The reverse mortgage industry has been at work toward the development of a financial assessment for borrowers to determine their willingness and ability to meet property charges. While the Department of Housing and Urban Development says it is still working on a proposal for what the assessment will include, AARP made a recent statement of support of a financial assessment for borrowers—as long as it doesn’t go too far.
A representative for the organization spoke in support of the financial assessment before a panel of House representatives during a May Congressional hearing. Looking too deeply into credit and other financial measures could be harmful to consumers, AARP said.
“AARP understands the need to examine a borrowers’ financial ability to pay property taxes, homeowners insurance, homeowners’ association dues and assessments, and to be able to maintain the property,” said Lori Trawinski, Senior Strategic Policy Advisor, Consumer and State Affairs Team, AARP Public Policy Institute. “However, we do not believe that credit scores, payment history, or the existence of a bankruptcy filing or foreclosure should be part of the financial assessment.”
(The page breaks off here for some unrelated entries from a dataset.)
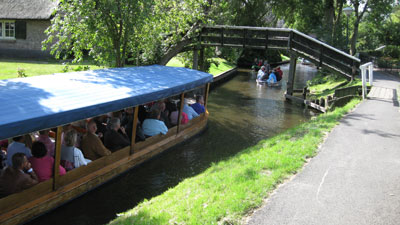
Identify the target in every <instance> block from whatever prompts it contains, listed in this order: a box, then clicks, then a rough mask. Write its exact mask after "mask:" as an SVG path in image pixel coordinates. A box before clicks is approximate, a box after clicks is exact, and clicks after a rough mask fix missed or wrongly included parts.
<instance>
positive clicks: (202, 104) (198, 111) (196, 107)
mask: <svg viewBox="0 0 400 225" xmlns="http://www.w3.org/2000/svg"><path fill="white" fill-rule="evenodd" d="M191 107H192V108H193V109H194V111H196V112H197V113H198V114H202V113H204V112H205V111H206V109H205V108H204V98H203V96H201V95H197V96H196V103H194V104H193V105H191Z"/></svg>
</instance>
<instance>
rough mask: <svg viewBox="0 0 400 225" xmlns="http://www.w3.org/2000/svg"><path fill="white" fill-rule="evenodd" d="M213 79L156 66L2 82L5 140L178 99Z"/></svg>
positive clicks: (30, 77) (40, 77)
mask: <svg viewBox="0 0 400 225" xmlns="http://www.w3.org/2000/svg"><path fill="white" fill-rule="evenodd" d="M212 79H213V76H212V75H211V74H208V73H204V72H201V71H197V70H191V69H187V68H178V67H167V66H160V65H153V66H141V67H127V68H113V69H102V70H93V71H82V72H71V73H63V74H54V75H46V76H35V77H28V78H17V79H10V80H0V102H1V103H2V106H3V107H2V108H1V110H0V140H2V139H5V138H9V137H14V136H17V135H22V134H26V133H30V132H33V131H37V130H43V129H47V128H52V127H56V126H60V125H64V124H68V123H71V122H74V121H78V120H82V119H86V118H89V117H94V116H98V115H102V114H105V113H108V112H113V111H118V110H120V109H123V108H127V107H132V106H136V105H141V104H145V103H148V102H151V101H155V100H159V99H162V98H167V97H170V96H174V95H177V94H180V93H182V92H184V91H185V90H190V89H193V88H197V87H199V86H202V85H205V84H206V83H209V82H211V81H212Z"/></svg>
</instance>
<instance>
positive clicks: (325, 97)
mask: <svg viewBox="0 0 400 225" xmlns="http://www.w3.org/2000/svg"><path fill="white" fill-rule="evenodd" d="M339 85H340V88H345V87H351V86H361V85H362V82H361V80H360V79H358V78H355V79H354V80H353V81H352V82H349V81H348V80H347V79H346V78H345V77H344V76H342V75H338V74H329V73H328V74H327V73H324V72H318V73H317V75H316V76H315V77H314V78H313V79H312V80H310V81H308V82H307V86H308V87H309V89H310V96H309V97H310V98H311V99H319V98H321V97H323V98H326V97H327V96H328V95H333V94H334V93H335V90H336V89H337V87H338V86H339Z"/></svg>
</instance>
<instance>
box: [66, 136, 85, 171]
mask: <svg viewBox="0 0 400 225" xmlns="http://www.w3.org/2000/svg"><path fill="white" fill-rule="evenodd" d="M77 137H78V134H77V133H76V131H75V130H74V129H72V130H69V131H67V132H66V133H65V134H64V145H63V146H61V161H62V164H61V165H63V166H64V168H65V169H67V170H70V169H73V168H78V167H80V166H86V165H87V164H88V163H90V162H91V160H90V159H85V157H84V156H83V154H82V151H81V150H80V149H79V148H77V147H75V144H76V139H77ZM71 164H72V165H71ZM71 166H72V167H71Z"/></svg>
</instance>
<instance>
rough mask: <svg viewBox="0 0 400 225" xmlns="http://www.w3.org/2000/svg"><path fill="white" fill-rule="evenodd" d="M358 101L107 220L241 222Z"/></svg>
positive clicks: (322, 141) (297, 171) (278, 137)
mask: <svg viewBox="0 0 400 225" xmlns="http://www.w3.org/2000/svg"><path fill="white" fill-rule="evenodd" d="M358 102H359V100H357V99H355V100H353V101H351V102H350V103H349V104H348V105H346V106H345V107H342V108H336V109H335V110H334V111H332V112H329V113H327V114H322V115H320V116H318V117H316V118H314V119H312V120H310V121H309V122H306V123H303V124H301V125H299V126H297V127H295V128H292V129H289V130H287V131H286V132H283V133H281V134H279V135H277V136H275V137H272V138H270V139H265V140H263V141H260V142H259V143H258V144H257V145H255V146H253V147H250V148H247V149H244V150H243V151H241V152H240V153H239V154H237V155H235V156H233V157H231V158H230V159H228V160H224V161H220V162H217V163H215V164H213V165H211V166H210V167H209V168H208V169H207V170H206V171H205V172H203V173H201V174H199V175H197V176H194V177H192V178H188V179H185V180H184V181H182V182H181V183H179V184H178V185H177V186H176V187H174V188H171V189H169V190H168V191H166V192H165V193H163V194H161V195H159V196H157V197H154V198H152V199H150V200H145V201H144V202H142V203H140V204H139V205H137V206H136V207H135V208H133V209H131V210H128V211H126V212H123V213H121V214H118V216H119V217H118V218H116V219H115V220H113V221H111V222H110V224H240V223H241V222H242V219H243V217H244V216H246V215H247V214H248V213H249V212H250V211H251V210H253V209H254V208H257V207H259V206H260V205H261V204H262V202H263V200H264V199H265V198H266V197H268V195H269V193H271V191H272V190H274V189H275V188H276V186H277V185H278V184H280V183H282V182H284V181H285V179H288V178H289V177H291V176H293V174H295V173H297V172H298V171H299V170H301V168H302V167H303V165H304V164H305V162H306V161H307V158H310V157H313V156H315V155H316V154H317V152H318V146H319V145H320V143H322V142H323V140H324V137H325V135H326V134H327V132H329V131H330V130H331V129H332V128H333V127H334V126H335V125H336V124H337V123H338V120H339V119H340V118H341V117H342V116H343V115H345V114H346V113H347V112H348V111H349V110H351V109H352V108H353V107H355V106H356V105H357V104H358Z"/></svg>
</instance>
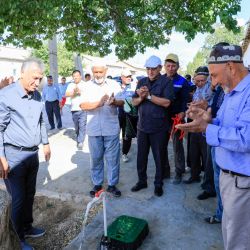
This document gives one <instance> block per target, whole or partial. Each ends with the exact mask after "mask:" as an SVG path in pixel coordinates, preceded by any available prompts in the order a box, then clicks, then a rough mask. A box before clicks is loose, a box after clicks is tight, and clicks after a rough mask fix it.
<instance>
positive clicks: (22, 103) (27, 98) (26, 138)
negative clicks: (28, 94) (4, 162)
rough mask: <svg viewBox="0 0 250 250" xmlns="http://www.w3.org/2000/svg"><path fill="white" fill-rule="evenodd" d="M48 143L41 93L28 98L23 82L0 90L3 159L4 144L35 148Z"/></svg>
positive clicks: (0, 135)
mask: <svg viewBox="0 0 250 250" xmlns="http://www.w3.org/2000/svg"><path fill="white" fill-rule="evenodd" d="M41 142H42V143H43V144H47V143H48V136H47V131H46V126H45V121H44V119H43V104H42V102H41V95H40V93H39V92H38V91H35V92H34V93H31V94H30V95H27V93H26V92H25V90H24V89H23V87H22V86H21V84H20V83H19V82H16V83H13V84H11V85H9V86H7V87H5V88H3V89H1V91H0V157H2V156H4V155H5V154H4V144H5V143H8V144H12V145H15V146H19V147H27V148H30V147H34V146H38V145H39V144H40V143H41Z"/></svg>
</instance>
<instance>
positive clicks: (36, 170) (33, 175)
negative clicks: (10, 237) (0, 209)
mask: <svg viewBox="0 0 250 250" xmlns="http://www.w3.org/2000/svg"><path fill="white" fill-rule="evenodd" d="M5 155H6V159H7V161H8V164H9V166H10V169H11V170H10V173H9V175H8V179H5V180H4V182H5V185H6V188H7V190H8V193H9V194H10V195H11V198H12V203H11V208H12V209H11V221H12V223H13V226H14V228H15V230H16V232H17V234H18V236H19V239H20V240H24V230H28V229H30V227H31V225H32V223H33V212H32V209H33V202H34V196H35V192H36V177H37V172H38V167H39V160H38V151H37V150H36V151H34V152H30V151H20V150H19V149H15V148H12V147H9V146H6V147H5Z"/></svg>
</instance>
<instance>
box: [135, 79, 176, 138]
mask: <svg viewBox="0 0 250 250" xmlns="http://www.w3.org/2000/svg"><path fill="white" fill-rule="evenodd" d="M142 86H147V87H148V89H149V92H150V94H151V95H155V96H157V97H161V98H166V99H169V100H170V101H172V100H173V99H174V89H173V84H172V82H171V80H170V79H169V78H167V77H166V76H163V75H159V77H158V78H157V79H156V80H154V81H150V80H149V78H148V77H145V78H143V79H141V80H140V81H139V82H138V84H137V87H136V89H139V88H141V87H142ZM136 97H139V96H138V94H137V93H136V92H135V94H134V95H133V98H136ZM138 115H139V120H138V124H137V128H138V129H139V130H141V131H143V132H145V133H157V132H160V131H164V130H166V131H167V130H169V127H170V123H169V115H168V109H167V108H165V107H162V106H159V105H156V104H154V103H153V102H151V101H150V100H148V99H146V100H144V101H143V102H141V103H140V105H139V106H138Z"/></svg>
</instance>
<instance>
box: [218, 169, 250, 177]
mask: <svg viewBox="0 0 250 250" xmlns="http://www.w3.org/2000/svg"><path fill="white" fill-rule="evenodd" d="M221 170H222V172H224V173H226V174H231V175H235V176H240V177H250V176H248V175H244V174H239V173H236V172H233V171H230V170H226V169H221Z"/></svg>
A financial assessment implemented by MetLife in late 2011 asked for originators to collect credit history as well as history of bankruptcy and missed mortgage payments in an effort to determining a borrower’s willingness and ability to pay ongoing property charges. Many believed the assessment went too far, and originators took business elsewhere after finding many borrowers could not qualify under the new guidelines. MetLife later suspended the assessment.
AARP’s support of the financial assessment focuses on the borrower’s ability to get a reverse mortgage if it is needed, with an emphasis on monthly cash flow.
“The determination should be whether borrowers have the ability to meet their basic living expenses, financial obligations and property charges, and this should be determined after taking the cash flow from the potential reverse mortgage into consideration,” Trawinski said.
HUD has said it is working on the development of a financial assessment that will be mandatory for all reverse mortgage lenders, to be proposed in late 2012.